Orangetheory Fitness Review

Orangetheory has been exploding across New York City and the country more broadly — two studios are opening within blocks of each other in Midtown (at Bryant Park and East 39th Street). There are studios all over the U.S. now, including Hawaii and North Dakota. Now that’s a wide reach. So when I went on my bi-monthly (sort of) trip to DC this week, I decided to give this immensely popular workout a chance and see what the buzz was about. And let me assure you — I wasn’t disappointed.

OrangeTheory Fitness Grades

QUALITY OF orangetheory WORKOUT: 9.5 (OUT OF 10)

If you’ve heard of Orangetheory, you’re probably familiar with their format. Students receive a heart monitor, which they wear on their forearms or wrists. During class, the metrics for each student appear on the board, including calories burned and heart rate (HR). The goal is to get into the “orange zone,” which is 84%-91% of max HR — uncomfortable, but you shouldn’t feel like you’re about to pass out.

Heart rate zones

The Orangetheory zones. As long as you’re above green throughout the class, you’re doing ok.
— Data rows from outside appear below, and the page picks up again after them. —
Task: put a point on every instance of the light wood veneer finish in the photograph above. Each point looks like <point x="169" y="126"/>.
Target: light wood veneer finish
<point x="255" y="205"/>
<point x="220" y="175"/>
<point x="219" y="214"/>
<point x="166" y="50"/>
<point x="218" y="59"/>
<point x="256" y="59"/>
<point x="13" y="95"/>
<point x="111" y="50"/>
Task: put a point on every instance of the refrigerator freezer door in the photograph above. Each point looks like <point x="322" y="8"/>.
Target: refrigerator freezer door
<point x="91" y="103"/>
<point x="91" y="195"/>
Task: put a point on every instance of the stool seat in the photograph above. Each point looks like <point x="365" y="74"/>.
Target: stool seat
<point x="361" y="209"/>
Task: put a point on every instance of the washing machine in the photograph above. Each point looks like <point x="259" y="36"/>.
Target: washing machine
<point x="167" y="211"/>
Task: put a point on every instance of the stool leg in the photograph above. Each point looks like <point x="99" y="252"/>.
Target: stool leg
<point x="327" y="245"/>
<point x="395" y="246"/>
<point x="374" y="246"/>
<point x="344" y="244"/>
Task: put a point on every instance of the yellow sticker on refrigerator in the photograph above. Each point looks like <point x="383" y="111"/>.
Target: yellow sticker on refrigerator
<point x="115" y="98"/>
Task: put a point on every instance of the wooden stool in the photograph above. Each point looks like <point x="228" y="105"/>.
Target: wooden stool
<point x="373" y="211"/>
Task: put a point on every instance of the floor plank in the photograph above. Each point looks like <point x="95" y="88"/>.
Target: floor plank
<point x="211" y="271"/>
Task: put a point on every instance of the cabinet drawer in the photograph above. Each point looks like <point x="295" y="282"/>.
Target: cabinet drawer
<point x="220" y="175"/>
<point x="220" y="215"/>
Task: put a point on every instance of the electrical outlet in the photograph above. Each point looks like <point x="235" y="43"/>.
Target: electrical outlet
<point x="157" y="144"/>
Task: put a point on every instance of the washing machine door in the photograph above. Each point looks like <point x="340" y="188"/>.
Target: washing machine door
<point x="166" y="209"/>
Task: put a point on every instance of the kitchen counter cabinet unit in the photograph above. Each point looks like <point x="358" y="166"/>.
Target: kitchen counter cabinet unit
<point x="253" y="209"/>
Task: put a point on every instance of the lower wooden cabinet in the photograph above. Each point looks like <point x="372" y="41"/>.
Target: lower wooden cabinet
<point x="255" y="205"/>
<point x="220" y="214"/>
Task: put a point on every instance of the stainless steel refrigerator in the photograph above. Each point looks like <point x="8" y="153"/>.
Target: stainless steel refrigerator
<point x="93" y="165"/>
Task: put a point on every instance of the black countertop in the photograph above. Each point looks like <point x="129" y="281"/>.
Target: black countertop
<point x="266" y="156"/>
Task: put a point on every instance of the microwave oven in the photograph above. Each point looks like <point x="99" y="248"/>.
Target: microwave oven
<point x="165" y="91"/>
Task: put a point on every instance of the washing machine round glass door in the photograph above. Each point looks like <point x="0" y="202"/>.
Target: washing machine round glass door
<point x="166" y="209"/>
For people like me, who enjoy pushing themselves really hard, this workout is amazing. It holds you accountable not only to yourself but to the instructor and the entire class.

THE FORMAT

The class was split into three distinct parts: running, rowing, and strength training, called “The Ellen” after Orangetheory’s founder. The running section was about a half hour long, while rowing is about ten minutes and strength is about twenty. The strength section was divided into two distinct parts with four exercises each, and we got through as many rounds as possible. Movements included flies, TRX triceps dips, plank jacks on a Bosu ball, and one-legged V-ups. With rowing and running, we alternated between our baseline, endurance, and speed. If you’re like me and obsessively monitor your heart rate for the entire class, the running and rowing sections are when you’re really pushed.

what makes this studio special

The class was pretty small — about fifteen students. The instructor was super attentive and helped me improve my form multiple times throughout all of the sections. I also appreciated that the studio gives extra attention to new students. It seems like it would be obvious to welcome first-timers, because you never know if they’ll become second- or third-timers, but many studios do not acknowledge the presence of new students in the room. Myke not only asked me basic questions about whether I had injuries, but dove deeply into my goals (2018 will be the year I do a pull-up!) and helped me make adjustments that will get me to those goals more quickly.

SIZE OF CLASS: small/MEDIUM

Although fifteen students isn’t tiny, the Orangetheory class felt like a hybrid personal training/group fitness class. This seems to be somewhat motivated by the heart monitors. You and the instructor are constantly aware of exactly how hard you’re working, and s/he’ll make sure that you’re never in the blue zone for too long.

DIFFICULTY LEVEL OF CLASS: MEDIUM/HARD

Like many other circuit training/HIIT classes, students here pace themselves. Everyone works according to their own capabilities, which is one of the things I love about having the heart monitor. Unlike a studio like Flywheel, where there’s a leaderboard comparing you to everyone else in the class, at Orangetheory, you work according to your own max. I’m sure I wasn’t the fastest in the class, by a long shot, but I spent six minutes in the red zone — demonstrating that I worked extremely hard, according to my own capabilities.

STUDIO QUALITY (14th street): 8.5

The staff here was extremely nice, warm, and welcoming — above and beyond what I’ve seen at studios in New York. I don’t know if that’s specific to Orangetheory, or more like an example of the differences between DC and New York fitness culture. The equipment here was top notch, particularly the treadmills. Unlike most gyms, Orangetheory doesn’t use the Life treadmills. Rather, their treadmills have much more advanced touch-screens and improved reaction time to changing speeds and intervals. I’ve never had a run go so seamlessly.

My only complaints about this location are related to the equipment. Although there are two showers (which isn’t really enough for a peak class), there aren’t full-sized towels or razors. A minor annoyance, but I’m a spoiled New Yorker.

TIPS

  • The first class is basically every studio except for the ones in Manhattan is free. Take advantage of it.
  • Come thirty minutes early your first time to pick up your heart monitor and have a rowing tutorial. Even a lot of fit people row with terrible form.

orangetheory: the bottom line

This is one of my favorite workouts that I’ve tried so far, bar none. There was close to no dead time, and I felt that I really understood the impact of the movements we were doing. I highly recommend this workout and location to anyone living in DC, or even passing through like me.

My orangetheory score

28 minutes in the orange and red zone combined — double the recommendation!